Tie in the bunch, butt pointing backwards over the bend of the hook. Tie down with two tight turns of thread, then slip a third turn under the tips, effectively forcing them upwards, and follow with a fourth turn over the tips, just forward of the third turn. You have now locked the CDC barbules in place and have ensured the feather will not pull out during fishing. Spiral thread forward to back of the bead.
- Grasp the butt of the CDC stem with hacklepliers and wind the CDC feather towards the eye in touching turns. You will find that the rear half of the body will resemble a dubbed body, but as you progress towards the bead, more and more free barbules will stand out. Stroke these backwards with each turn. A little practice will enable you to arrive to just behind the bead with only the bare part of the stem left.
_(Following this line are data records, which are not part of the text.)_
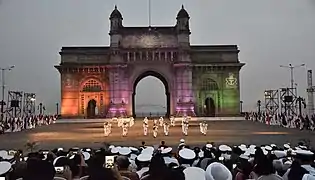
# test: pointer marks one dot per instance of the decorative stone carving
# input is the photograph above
(231, 81)
(149, 41)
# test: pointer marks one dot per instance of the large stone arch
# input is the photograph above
(145, 73)
(208, 87)
(93, 88)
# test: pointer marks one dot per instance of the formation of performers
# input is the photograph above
(289, 121)
(27, 122)
(126, 123)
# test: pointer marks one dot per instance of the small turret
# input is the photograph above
(182, 24)
(115, 21)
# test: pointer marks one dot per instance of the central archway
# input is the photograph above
(91, 109)
(209, 107)
(162, 79)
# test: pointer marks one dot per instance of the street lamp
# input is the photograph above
(292, 67)
(3, 70)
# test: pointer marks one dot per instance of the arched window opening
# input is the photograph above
(92, 86)
(209, 84)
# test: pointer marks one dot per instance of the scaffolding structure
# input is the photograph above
(14, 108)
(272, 101)
(310, 93)
(29, 106)
(288, 101)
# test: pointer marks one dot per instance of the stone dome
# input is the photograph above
(115, 14)
(182, 13)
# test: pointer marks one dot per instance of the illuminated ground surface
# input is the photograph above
(91, 135)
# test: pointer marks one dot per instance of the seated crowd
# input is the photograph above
(211, 162)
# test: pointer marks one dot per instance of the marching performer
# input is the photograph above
(107, 128)
(161, 120)
(120, 122)
(166, 128)
(155, 130)
(125, 129)
(172, 121)
(183, 124)
(145, 126)
(185, 127)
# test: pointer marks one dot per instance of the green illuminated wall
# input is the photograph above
(226, 97)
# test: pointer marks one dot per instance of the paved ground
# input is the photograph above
(91, 135)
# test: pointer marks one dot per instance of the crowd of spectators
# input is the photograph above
(210, 162)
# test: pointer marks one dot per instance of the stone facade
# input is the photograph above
(197, 79)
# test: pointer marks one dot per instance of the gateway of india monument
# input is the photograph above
(199, 80)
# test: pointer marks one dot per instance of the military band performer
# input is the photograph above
(155, 130)
(172, 121)
(131, 121)
(183, 124)
(166, 128)
(204, 127)
(125, 126)
(107, 128)
(161, 120)
(185, 127)
(145, 126)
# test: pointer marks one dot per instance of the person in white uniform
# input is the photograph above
(155, 130)
(166, 128)
(131, 121)
(125, 129)
(161, 120)
(204, 128)
(107, 128)
(145, 126)
(186, 125)
(172, 121)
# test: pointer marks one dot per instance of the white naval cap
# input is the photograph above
(268, 148)
(124, 151)
(287, 146)
(166, 150)
(242, 147)
(187, 154)
(133, 149)
(147, 150)
(217, 171)
(86, 155)
(244, 156)
(4, 167)
(3, 153)
(225, 148)
(169, 160)
(144, 157)
(193, 173)
(57, 158)
(280, 154)
(201, 154)
(304, 152)
(114, 150)
(133, 157)
(208, 145)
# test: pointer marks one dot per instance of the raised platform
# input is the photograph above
(177, 119)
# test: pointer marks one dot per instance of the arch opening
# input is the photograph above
(91, 109)
(209, 107)
(153, 102)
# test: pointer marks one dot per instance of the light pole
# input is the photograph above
(292, 67)
(3, 70)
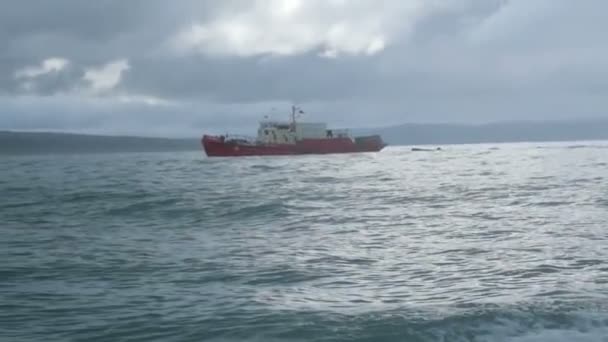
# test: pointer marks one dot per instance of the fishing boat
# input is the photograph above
(290, 138)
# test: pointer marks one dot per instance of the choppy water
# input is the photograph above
(474, 243)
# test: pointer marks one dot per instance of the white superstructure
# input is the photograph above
(283, 132)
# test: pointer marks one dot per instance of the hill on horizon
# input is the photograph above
(20, 142)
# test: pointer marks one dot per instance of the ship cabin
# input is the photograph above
(273, 132)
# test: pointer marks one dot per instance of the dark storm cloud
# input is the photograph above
(224, 64)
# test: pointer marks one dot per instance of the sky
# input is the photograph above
(188, 67)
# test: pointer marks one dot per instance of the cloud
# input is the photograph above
(288, 27)
(206, 65)
(47, 66)
(107, 77)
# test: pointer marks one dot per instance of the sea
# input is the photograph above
(494, 242)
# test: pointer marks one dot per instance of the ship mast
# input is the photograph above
(293, 118)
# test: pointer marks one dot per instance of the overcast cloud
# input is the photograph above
(153, 67)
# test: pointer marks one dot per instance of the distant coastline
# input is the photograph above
(61, 143)
(17, 142)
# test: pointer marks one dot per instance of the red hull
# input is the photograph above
(215, 146)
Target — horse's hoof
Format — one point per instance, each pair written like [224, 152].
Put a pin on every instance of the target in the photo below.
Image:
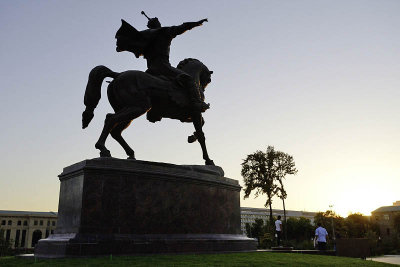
[105, 154]
[210, 162]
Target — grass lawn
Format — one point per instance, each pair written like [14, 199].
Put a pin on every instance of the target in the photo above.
[234, 259]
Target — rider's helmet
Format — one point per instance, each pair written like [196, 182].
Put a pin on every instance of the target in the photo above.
[154, 23]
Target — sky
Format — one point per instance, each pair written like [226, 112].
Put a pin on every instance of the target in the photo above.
[318, 80]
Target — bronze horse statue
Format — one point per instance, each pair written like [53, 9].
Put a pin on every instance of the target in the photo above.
[133, 93]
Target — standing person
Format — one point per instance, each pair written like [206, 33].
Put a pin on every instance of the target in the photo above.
[278, 230]
[320, 235]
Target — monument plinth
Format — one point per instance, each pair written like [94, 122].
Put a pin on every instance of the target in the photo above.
[114, 206]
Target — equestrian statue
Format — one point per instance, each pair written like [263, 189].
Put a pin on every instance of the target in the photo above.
[162, 91]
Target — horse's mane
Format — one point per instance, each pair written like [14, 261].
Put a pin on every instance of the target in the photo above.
[185, 61]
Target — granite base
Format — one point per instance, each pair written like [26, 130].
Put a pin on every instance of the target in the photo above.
[113, 206]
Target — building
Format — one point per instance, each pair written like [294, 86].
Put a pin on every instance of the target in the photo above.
[384, 216]
[249, 215]
[25, 228]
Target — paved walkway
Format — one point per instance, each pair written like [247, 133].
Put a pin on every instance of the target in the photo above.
[393, 259]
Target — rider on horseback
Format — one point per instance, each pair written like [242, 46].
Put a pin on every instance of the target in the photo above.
[154, 44]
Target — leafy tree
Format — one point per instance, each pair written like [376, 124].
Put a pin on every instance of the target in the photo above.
[261, 169]
[284, 165]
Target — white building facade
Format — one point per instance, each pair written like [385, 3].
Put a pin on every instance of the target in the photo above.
[24, 228]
Tie off with one or two tight turn(s) of thread, unclip the hackle but do not trim yet. Tighten with another two turns of thread. You will see that the CDC butt will move with the thread, tightening a fraction further at the tie-off point.
- Trim the CDC butt. Take a small amount of straight, fine-tipped deer hair. (I use early season mule deer) Even the tips in a stacker.
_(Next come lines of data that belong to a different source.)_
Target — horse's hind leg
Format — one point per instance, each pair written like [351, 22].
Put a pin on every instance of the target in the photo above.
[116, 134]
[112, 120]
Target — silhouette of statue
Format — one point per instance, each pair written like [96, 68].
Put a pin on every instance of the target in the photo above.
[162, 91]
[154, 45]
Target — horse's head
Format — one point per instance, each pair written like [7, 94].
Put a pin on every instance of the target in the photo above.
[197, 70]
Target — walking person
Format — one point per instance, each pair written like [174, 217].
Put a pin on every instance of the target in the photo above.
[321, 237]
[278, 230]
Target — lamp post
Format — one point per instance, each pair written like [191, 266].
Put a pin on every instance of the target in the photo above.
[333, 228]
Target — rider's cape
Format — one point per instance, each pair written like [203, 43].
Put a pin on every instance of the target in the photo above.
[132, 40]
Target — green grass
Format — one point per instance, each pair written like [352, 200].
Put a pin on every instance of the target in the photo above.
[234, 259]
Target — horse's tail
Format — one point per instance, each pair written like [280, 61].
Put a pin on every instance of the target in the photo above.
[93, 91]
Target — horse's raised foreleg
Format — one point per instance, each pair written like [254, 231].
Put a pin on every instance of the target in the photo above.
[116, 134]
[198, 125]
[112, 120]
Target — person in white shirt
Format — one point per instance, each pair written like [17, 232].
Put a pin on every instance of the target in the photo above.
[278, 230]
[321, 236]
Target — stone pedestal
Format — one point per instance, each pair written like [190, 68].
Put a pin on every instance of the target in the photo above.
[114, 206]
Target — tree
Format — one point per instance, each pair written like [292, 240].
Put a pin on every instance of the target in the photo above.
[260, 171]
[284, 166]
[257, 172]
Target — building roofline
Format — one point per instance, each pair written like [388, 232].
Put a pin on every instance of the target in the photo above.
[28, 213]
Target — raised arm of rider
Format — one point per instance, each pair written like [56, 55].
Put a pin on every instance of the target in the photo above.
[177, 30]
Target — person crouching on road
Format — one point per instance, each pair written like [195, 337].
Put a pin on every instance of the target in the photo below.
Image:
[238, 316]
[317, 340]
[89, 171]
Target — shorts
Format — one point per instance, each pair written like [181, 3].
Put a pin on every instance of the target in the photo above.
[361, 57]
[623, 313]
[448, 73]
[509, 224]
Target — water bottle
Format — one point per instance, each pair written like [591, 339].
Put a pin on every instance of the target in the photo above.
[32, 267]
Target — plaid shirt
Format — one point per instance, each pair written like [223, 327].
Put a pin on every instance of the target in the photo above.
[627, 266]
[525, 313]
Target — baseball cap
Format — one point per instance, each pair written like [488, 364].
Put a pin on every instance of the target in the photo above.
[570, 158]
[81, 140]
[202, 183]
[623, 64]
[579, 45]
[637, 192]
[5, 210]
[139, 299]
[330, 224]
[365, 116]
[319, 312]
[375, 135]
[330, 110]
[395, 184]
Lay the bunch on top of hook, parallel to the shank. Measure the tips so the wing will be just long enough to reach the outside bend of the hook, and no longer. Trim butts square (perpendicular to the strands) and tie down the wing.
- Dub a small amount of dubbing onto the thread and form a small thorax. Make a whip finish just behind the bead, making the turns of thread sink out of sight between the bead and the dubbed thorax.
- The completed Diving CDC&Elk.
A friend from Colorado, Mark McMillan, took my basic CDC&Elk and added a bead head to it. His enthusiastic reports with it prompted the development of my own version of the concept.
As an alternative you can use the following technique, suggested by friend Bruce Salzburg, for step 2. (The technique appears to have been originated, or is publicized, by John Barr):
- Wrap about five or six wraps of lead wire on the bare shank, trim closely, and slide the lead into the countersunk hole at the back of the bead,jamming the bead tight to the hook eye.
- Select wire gauge to fit within the countersunk hole in the bead.
- Start your thread behind the lead wraps, and build up a small cone of thread so that the lead/bead cannot slide backward. This bead mounting method also adds a bit more weight to the fly to get it into the fishing zone earlier in the drift.
(The following technique appears to have been originated, or is publicized, by Gary LaFontaine)
Prior to whip finishing, place a drop of head cement on the top of the bead. As you whip, the thread slipping over the bead will pick up the cement, and cement the wraps "automagically" without fouling the thorax dubbing. Wipe off any excess after the whip.
This bead head variation on the CDC&Elk has proved to be quite effective, both when fished solo as well when fished as a dropper under a buoyant dry fly.